A retired teacher paid $62,000 towards her pension and nothing, yes nothing, for full family medical, dental and vision coverage over her entire career. What will we pay her? $1.4 million in pension benefits and another $215,000 in health care benefit premiums over her lifetime. Is it “fair” for all of us and our children to have to pay for this excess?
The total unfunded pension and medical benefit costs are $90 billion. We would have to pay $7 billion per year to make them current. We don’t have that money—you know it and I know it. What has been done to our citizens by offering a pension system we cannot afford and health benefits that are 41% more expensive than the average fortune 500 company’s costs is the truly unfair part of this equation. …
New Jersey isn't the only state being sunk by public employee unions and the politicians who buy their votes and support with future taxpayers' money. As Doug Ross pointed out, California, New York, Illinois, and Massachusetts, to name just a few, are in the same leaking boat. And those union workers who think they've got it made now are going to end up all wet.
Herb Stein famously said, "If something can't go on forever, it won't." Retirees collecting more than they ever earned while working, 50-year-olds retiring at 90% of their highest salary (indexed for inflation), employee pension and health plan contributions in the single digits (and declining in some places) while unfunded pension liabilities have grown into the trillions — these things simply can't go on forever. Taxes can't be raised high enough to let this continue. Something's going to have to change, and soon.
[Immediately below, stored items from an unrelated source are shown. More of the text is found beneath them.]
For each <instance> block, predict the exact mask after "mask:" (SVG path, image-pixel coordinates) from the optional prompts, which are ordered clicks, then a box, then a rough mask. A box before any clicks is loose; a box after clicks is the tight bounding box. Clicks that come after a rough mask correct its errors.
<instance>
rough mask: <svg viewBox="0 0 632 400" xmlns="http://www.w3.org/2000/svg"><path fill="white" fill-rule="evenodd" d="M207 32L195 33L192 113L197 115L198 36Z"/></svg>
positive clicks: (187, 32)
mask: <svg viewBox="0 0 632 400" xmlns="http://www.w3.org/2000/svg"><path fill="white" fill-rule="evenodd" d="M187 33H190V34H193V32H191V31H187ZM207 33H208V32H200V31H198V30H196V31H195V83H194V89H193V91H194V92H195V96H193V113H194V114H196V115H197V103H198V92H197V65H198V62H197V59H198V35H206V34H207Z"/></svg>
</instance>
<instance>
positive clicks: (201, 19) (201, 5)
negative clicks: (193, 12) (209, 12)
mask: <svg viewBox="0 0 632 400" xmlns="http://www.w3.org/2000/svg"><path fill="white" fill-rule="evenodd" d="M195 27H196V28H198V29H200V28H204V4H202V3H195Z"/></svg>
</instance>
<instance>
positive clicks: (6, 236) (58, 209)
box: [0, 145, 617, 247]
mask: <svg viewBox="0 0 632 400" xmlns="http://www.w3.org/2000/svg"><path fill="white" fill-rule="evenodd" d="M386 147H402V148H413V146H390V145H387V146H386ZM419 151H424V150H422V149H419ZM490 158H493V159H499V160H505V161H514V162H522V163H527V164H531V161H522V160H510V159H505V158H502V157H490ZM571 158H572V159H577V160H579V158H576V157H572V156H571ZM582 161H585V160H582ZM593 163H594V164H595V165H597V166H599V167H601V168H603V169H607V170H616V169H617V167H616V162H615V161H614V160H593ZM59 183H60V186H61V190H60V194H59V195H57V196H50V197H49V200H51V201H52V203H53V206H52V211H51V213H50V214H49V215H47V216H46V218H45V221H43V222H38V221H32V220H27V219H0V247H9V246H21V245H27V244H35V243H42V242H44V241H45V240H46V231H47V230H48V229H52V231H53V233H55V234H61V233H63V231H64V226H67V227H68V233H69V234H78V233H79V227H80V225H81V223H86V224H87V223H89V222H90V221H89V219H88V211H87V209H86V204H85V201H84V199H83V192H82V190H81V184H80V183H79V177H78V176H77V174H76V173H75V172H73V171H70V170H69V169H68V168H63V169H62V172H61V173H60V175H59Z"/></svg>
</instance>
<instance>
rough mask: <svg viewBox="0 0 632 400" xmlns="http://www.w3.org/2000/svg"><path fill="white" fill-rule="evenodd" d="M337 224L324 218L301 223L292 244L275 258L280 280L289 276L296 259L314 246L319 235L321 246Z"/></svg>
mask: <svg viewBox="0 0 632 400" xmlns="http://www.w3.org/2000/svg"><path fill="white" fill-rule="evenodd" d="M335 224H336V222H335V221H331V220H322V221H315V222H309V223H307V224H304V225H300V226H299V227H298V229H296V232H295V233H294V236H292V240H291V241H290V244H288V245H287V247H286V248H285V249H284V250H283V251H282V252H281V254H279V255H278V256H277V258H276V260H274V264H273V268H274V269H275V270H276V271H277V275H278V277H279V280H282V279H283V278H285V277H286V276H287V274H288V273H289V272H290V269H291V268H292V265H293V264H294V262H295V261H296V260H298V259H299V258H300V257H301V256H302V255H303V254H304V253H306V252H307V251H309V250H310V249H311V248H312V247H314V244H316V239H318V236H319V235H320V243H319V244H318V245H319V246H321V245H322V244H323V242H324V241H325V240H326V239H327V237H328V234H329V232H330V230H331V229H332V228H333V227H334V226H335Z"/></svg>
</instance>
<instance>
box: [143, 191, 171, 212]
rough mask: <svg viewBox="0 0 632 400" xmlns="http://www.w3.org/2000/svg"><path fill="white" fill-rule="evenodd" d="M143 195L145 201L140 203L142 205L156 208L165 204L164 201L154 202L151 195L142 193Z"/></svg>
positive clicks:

In addition to a more balanced mix of employer and employee contributions and an actuarially sound schedule of benefits, I suggest one simple rule change for all government workers (heck, for everyone with a defined-benefit pension plan): Retire after 30 years if you want, but pension payments don't begin until age 65. If you're only 50, go get another job for the next 15 years (that's what many of them do anyway, collecting both a paycheck and a pension, and eventually getting two pensions).
* In Firefox 3.5, this website doesn't lay out properly, and some of the text is cut off. It's fine in IE 7. Or you can click Print this page, which opens a new window containing the whole speech. Just cancel the Print dialog and start reading (that trick also saves you a lot of clicking, since otherwise the speech spans 9 rather short pages).